Russian Futurists Pop Prodigy
Published Feb 01, 2000Sometimes it's difficult not to feel a little bitter towards precocious young talent. Take Matthew Adam Hart for example. Having messed around producing some beats for various hip-hop MCs in high school, he decided to turn his attention to some pop tunefulness. "I didn't have any gear," he says. "I had an old sampler and some toy keyboards from when I was a kid and I didn't know how to write songs, so anything I could find around my place I would try to throw onto a song." The resultant five-song EP, of which he claims there are only ten copies, led to a full-length effort and the Russian Futurists pop confection The Method of Modern Love was born. It's endearingly lo-fi, charmingly melodic, skewed pop that only musical visionaries seem to be able to conjure from no training. "I can't even play guitar, so I can't write a song that way." By layering sound upon sound, filling up all eight available tracks to the brim, Hart fashioned a debut that, two years after its completion, is getting him some notoriety, particularly in the UK.

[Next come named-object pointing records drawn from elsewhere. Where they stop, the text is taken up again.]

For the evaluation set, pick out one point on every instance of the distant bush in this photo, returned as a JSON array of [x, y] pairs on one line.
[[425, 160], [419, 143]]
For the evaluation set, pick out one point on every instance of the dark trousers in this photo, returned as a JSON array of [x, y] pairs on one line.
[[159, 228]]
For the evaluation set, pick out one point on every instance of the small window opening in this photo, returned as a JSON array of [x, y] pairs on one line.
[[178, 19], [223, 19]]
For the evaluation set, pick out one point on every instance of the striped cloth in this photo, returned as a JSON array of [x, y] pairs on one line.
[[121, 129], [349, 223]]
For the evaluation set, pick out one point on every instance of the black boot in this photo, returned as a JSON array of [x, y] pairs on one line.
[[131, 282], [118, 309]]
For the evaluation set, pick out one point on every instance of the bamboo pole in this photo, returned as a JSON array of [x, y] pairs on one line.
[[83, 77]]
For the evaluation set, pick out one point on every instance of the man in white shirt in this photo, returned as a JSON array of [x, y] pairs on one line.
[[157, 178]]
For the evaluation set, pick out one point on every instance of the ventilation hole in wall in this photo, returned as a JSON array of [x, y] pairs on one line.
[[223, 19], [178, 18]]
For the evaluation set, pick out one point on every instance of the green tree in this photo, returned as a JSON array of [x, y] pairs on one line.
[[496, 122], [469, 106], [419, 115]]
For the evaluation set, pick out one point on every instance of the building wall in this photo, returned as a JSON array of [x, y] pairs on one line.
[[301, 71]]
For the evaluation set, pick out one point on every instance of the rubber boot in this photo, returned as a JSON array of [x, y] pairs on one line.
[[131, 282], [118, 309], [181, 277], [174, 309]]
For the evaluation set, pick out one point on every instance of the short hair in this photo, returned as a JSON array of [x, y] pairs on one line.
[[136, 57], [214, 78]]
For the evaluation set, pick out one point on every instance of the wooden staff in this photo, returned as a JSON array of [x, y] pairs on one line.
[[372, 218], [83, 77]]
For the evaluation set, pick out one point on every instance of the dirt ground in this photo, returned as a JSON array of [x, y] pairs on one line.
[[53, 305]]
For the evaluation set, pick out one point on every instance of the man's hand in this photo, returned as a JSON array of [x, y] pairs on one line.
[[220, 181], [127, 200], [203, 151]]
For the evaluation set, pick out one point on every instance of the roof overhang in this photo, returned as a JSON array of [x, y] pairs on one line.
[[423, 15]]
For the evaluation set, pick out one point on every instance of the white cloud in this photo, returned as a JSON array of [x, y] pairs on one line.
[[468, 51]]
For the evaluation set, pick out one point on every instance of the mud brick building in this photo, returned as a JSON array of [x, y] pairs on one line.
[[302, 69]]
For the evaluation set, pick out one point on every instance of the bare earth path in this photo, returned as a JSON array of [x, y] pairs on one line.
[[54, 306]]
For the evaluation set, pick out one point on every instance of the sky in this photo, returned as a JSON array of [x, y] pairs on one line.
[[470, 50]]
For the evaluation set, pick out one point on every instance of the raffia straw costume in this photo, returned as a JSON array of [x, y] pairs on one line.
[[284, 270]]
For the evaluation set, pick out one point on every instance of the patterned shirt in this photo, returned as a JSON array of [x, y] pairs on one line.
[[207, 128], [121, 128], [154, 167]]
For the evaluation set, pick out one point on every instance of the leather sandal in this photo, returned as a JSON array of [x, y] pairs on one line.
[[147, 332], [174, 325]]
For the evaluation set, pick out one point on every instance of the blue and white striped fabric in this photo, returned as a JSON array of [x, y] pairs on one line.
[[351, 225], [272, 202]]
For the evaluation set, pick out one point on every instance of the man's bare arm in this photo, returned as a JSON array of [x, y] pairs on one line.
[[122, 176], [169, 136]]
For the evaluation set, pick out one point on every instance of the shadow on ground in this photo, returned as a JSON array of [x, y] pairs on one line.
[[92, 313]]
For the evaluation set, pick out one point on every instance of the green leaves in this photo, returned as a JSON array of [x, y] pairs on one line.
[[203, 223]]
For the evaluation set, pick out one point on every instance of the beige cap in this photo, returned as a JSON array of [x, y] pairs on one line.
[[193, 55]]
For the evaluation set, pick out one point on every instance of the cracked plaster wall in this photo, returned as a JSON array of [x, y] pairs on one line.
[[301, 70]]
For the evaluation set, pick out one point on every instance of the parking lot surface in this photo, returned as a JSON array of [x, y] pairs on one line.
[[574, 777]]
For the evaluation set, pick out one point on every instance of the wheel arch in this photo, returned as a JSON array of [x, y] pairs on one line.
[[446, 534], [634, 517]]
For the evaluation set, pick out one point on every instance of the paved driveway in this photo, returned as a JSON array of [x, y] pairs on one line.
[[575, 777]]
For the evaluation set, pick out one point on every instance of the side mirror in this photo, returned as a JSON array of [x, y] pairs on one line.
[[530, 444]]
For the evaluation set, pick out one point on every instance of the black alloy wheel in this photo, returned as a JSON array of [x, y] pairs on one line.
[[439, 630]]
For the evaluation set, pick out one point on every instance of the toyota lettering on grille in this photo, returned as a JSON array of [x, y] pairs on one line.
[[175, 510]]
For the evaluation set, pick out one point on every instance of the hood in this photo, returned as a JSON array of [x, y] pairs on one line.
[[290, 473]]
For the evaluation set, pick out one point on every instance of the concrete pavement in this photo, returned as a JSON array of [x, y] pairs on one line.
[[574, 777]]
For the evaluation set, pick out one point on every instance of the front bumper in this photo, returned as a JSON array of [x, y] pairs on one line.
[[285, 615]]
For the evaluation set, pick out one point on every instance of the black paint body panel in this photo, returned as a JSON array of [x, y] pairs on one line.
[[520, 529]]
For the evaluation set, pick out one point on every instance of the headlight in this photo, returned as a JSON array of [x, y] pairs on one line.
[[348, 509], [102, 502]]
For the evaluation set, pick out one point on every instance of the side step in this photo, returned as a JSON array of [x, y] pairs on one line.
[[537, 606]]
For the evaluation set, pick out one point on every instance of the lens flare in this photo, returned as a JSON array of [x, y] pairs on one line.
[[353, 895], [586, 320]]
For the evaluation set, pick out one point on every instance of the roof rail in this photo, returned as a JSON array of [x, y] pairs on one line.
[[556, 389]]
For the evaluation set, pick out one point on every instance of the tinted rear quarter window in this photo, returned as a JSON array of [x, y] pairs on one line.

Now just 23 years old, Hart is taking the next step in his evolution æ building a live band that involves himself and three childhood friends sitting in a row with computers and keyboards æ and recording a follow-up. Hart continues to do things kind of ass backwards, having taken the name from an older brother who was studying Russian history, and only later discovering that his art movement namesake was rather telling: "When I started to do some reading, there are weird similarities I didn't even realise; [the Russian futurists were interested] in taking things apart and putting them back together, things like that." In the same way, Hart writes and records and then figures it out later. "Whenever I do something, I always think I've totally ruined it. Then a month later, I feel much better about it." He's particularly excited about the next album. "I'm writing the best stuff I've ever written," he says, particularly keen on releasing a higher fidelity recording done on his newly acquired computer. "I'm not really loyal to sounding shitty. You do what you can with what you have."